Sacrament, interrupted
I jostle one boy on my hip and nudge the other a step closer to the front of the line. Herding cats, I think as he wanders into the neighboring line of communion-goers.
Using my one free hand I gently guide him back by the shoulder and whisper in his ear about trying to stay near mama. We’re only a few people from the front when the toddler in my arms lunges away and starts kicking his feet in protest, demanding to walk, informing me in no uncertain terms that he does it himself.
When we reach the priest at the head of the line, I ready myself with a smile – maybe even an apologetic one for my motley crew – but he’s nowhere to be found.
Instead he’s already crouching low to smile at my boy and ruffle his hair before he blesses him, in words just at his level and his own name added at the end as a kicker.
Then he stands up again and does the same for the child in my arms: a welcoming grin, words of love and blessing.
Only then does he turn to me, the one waiting with outstretched hands, to offer another broad smile and the Body of Christ. I gratefully accept both.

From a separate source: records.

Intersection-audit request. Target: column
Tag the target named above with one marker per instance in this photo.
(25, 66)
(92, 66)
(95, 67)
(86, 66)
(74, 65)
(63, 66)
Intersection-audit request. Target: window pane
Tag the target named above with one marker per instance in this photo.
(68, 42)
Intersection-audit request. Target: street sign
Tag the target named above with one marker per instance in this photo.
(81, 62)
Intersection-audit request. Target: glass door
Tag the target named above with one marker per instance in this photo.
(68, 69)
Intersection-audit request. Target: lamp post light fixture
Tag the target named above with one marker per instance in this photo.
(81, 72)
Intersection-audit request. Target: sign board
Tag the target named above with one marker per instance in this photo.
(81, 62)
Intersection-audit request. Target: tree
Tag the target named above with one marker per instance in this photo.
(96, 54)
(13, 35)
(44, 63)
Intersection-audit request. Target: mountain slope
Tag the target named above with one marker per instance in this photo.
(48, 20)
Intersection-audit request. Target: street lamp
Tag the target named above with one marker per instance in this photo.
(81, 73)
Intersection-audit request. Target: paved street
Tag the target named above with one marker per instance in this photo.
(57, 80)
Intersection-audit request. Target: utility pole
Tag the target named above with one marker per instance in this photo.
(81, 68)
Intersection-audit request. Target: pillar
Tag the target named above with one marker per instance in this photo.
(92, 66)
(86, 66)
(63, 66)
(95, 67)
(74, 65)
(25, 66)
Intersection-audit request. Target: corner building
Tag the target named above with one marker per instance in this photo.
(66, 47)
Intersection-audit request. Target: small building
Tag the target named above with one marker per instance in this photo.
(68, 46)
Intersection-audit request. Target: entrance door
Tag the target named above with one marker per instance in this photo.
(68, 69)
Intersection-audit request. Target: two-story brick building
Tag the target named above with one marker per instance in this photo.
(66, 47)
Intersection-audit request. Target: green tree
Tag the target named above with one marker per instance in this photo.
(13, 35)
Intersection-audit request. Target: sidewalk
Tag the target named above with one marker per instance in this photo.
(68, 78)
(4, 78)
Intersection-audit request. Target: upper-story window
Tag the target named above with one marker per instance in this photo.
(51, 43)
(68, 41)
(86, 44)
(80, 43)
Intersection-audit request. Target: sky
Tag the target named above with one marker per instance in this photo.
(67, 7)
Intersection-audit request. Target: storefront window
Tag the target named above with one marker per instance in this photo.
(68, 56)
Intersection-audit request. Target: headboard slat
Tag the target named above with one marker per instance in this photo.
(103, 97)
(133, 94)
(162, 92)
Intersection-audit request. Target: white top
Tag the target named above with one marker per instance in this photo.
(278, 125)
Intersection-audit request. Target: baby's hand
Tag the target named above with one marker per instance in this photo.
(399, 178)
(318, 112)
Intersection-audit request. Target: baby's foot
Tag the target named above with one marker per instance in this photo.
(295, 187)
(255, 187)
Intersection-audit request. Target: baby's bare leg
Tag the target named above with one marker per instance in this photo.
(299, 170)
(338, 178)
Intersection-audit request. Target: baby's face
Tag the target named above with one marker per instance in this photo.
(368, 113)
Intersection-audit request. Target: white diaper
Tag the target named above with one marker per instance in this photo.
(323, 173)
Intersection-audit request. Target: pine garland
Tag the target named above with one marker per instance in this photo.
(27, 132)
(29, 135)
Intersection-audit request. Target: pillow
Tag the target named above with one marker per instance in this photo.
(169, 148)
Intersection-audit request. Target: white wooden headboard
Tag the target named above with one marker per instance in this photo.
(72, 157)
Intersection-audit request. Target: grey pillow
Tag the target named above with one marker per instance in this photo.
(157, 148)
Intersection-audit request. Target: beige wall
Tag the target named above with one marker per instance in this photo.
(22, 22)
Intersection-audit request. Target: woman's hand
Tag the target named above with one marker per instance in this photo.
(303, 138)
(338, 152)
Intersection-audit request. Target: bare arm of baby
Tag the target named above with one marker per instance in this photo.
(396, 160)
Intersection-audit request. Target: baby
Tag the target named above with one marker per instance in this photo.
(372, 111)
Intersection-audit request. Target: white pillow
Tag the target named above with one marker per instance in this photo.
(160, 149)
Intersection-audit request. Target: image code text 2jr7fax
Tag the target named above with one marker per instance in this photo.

I love that this is our parish’s practice, to bless the babies and offer words of communion to the children before they are old enough to receive. But once in a while I find myself restless, wanting the minister to hurry up so we don’t delay the line behind us, or wanting to get communion myself and get on my way.
Exactly the moments it does me good to have this sacrament interrupted.
What is grace if not given freely, not deserve by the one who waited patiently but poured out on every face that comes forth to a welcoming table?
What is sacrament if not shared first with the least, the forgotten, the neglected?
Maybe all sacrament is interruption. God breaks into what’s most ordinary – bread, water, love, forgiveness – and blesses human attempts to make holy. We’re jarred into remembering that wine and oil and candles and rings clasp truth to our hearts in ways more powerful than words. We need the ritual, the rite, the action, the sign. We need it spoken to us personally, like Christ pulling one child onto his lap, and communally, as a church trying to re-member ourselves back into one body.
And we need it to keep interrupting our expectations: that we are in charge, that we control faith, that this life is ours for the taking.
Every Sunday now, as I herd the cats back to our crayon-strewn pew, I hear them plead with a hungry look back towards the line we’ve just left: “I want Communion next time! Why don’t I get bread, too?”
This is how our restless hearts come home, I think.
Learning to long for the love they see extended.
Wanting to receive the blessing they are promised.